The main computer relay is responsible for supplying power to the Powertrain Control Module (PCM). The PCM is the primary computer that controls the operation of the engine, transmission, emission control system, starting system, and charging system. Other systems not directly related to emissions have some amount of PCM control.

Several symptoms are possible whenever a PCM relay starts to fail.

1. Intermittent no-crank or no-start condition

It is possible for a relay to fail intermittently. This creates a condition where the engine may crank but not start. It can also prevent the engine from cranking at all. The PCM has no power to energize the fuel injection system and the ignition system, which leads to the no-start condition. At other times, the engine will start and run normally. The most common cause of an intermittent relay failure is an open circuit inside the relay itself, usually from open soldered joints.
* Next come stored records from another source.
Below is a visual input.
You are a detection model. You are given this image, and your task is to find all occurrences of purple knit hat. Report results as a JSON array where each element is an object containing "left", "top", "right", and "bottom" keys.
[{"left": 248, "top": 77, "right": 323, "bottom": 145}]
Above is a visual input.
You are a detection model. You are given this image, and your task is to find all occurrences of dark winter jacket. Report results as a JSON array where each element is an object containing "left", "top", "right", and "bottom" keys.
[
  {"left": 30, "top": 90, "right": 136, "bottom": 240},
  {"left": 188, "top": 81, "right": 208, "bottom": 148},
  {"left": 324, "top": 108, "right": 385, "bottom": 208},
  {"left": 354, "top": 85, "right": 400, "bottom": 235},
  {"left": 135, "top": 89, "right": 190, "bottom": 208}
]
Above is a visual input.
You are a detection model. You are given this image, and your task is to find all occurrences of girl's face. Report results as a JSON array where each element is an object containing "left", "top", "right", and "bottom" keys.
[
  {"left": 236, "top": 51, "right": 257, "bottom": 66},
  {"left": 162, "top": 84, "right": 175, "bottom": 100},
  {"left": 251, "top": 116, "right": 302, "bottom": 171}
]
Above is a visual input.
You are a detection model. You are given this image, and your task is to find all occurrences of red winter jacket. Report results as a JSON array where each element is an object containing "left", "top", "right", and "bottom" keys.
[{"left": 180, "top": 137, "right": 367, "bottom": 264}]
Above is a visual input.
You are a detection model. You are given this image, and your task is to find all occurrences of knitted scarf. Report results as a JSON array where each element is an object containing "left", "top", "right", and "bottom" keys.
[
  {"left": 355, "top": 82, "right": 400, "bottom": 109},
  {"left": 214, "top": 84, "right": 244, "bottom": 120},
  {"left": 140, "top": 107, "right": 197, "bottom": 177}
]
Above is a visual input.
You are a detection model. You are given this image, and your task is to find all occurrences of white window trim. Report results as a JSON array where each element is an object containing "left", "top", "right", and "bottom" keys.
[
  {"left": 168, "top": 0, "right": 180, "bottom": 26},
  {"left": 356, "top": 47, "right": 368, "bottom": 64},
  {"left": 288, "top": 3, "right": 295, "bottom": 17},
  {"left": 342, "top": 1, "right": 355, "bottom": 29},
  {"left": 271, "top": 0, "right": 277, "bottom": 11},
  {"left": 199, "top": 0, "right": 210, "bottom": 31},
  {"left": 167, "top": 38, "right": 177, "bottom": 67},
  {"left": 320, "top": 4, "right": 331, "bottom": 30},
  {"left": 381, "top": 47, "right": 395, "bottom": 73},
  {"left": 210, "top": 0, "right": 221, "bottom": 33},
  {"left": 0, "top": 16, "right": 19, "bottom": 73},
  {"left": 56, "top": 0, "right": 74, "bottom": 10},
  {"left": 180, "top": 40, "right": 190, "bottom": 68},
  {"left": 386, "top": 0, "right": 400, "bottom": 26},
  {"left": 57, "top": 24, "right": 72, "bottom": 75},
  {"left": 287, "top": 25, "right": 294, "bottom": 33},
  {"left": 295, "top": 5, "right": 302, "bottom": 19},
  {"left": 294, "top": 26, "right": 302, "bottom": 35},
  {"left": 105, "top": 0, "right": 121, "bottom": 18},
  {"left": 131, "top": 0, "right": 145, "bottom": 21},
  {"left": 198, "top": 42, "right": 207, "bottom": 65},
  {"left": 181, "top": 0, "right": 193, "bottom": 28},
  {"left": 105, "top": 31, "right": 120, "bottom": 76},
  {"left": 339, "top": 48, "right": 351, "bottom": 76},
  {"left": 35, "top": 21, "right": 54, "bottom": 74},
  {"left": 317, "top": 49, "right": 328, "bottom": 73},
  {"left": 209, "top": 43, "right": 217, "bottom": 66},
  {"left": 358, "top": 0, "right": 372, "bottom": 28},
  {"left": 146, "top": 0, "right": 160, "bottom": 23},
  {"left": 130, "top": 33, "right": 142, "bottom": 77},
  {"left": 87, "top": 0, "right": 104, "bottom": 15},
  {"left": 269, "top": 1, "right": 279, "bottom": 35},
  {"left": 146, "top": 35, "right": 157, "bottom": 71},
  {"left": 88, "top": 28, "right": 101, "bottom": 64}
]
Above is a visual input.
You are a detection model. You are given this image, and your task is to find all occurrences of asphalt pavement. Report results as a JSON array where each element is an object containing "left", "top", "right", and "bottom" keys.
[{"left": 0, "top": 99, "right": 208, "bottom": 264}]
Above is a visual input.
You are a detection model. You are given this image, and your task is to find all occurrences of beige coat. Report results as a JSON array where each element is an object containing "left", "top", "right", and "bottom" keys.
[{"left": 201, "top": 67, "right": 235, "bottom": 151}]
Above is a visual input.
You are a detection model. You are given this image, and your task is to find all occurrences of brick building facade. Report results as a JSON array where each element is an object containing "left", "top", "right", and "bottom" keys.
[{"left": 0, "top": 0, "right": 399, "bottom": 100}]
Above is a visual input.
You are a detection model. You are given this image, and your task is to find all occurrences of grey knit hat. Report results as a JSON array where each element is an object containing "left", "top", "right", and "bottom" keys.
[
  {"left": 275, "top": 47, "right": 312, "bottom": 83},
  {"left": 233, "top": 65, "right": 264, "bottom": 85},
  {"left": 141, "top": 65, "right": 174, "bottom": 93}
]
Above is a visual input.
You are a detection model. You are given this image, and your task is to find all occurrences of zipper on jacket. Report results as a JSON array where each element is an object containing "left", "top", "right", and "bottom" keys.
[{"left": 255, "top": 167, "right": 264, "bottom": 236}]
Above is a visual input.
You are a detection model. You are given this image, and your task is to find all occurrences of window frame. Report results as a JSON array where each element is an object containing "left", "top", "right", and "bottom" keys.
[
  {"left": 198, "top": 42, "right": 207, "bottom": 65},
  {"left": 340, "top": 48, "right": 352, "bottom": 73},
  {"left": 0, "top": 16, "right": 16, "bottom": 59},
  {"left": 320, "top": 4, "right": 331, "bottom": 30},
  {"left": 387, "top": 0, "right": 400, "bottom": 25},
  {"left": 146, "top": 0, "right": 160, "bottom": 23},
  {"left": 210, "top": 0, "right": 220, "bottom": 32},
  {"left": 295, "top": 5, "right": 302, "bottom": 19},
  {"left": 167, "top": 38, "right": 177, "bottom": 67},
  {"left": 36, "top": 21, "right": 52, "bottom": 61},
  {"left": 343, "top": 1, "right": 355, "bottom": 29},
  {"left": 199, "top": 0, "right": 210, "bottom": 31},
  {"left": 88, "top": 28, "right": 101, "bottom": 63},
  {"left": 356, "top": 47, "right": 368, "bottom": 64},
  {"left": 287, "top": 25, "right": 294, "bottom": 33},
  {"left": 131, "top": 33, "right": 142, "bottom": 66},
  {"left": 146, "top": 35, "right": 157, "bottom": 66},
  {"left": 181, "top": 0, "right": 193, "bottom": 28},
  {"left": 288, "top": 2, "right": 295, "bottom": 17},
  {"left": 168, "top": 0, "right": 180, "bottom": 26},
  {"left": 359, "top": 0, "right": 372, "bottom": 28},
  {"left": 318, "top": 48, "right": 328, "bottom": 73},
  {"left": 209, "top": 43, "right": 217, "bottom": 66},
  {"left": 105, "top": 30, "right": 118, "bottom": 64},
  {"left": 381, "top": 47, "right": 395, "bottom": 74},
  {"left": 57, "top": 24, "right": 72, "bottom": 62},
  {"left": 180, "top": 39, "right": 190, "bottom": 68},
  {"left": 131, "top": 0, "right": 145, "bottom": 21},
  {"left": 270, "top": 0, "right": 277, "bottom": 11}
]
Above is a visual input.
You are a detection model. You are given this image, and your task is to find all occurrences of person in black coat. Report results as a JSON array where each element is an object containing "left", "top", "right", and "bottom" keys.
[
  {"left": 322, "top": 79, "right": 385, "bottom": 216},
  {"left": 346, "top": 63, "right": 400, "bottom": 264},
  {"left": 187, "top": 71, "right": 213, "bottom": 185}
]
2. Engine not cranking or starting at all

When the PCM relay has failed completely, the engine will either not crank or not start at all. The PCM isn’t the only possible cause of a no-crank/no-start, however. Only a trained technician like those at YourMechanic would be able to determine what the actual cause is.

3. No scan tool communication with PCM.

A failed PCM relay will not allow the PCM to power up. When this happens, the PCM will not be able to communicate with any diagnostic scan tool. For a technician, not being able to communicate with the PCM increases the complexity of diagnosis.

If the relay has failed, it needs to be replaced.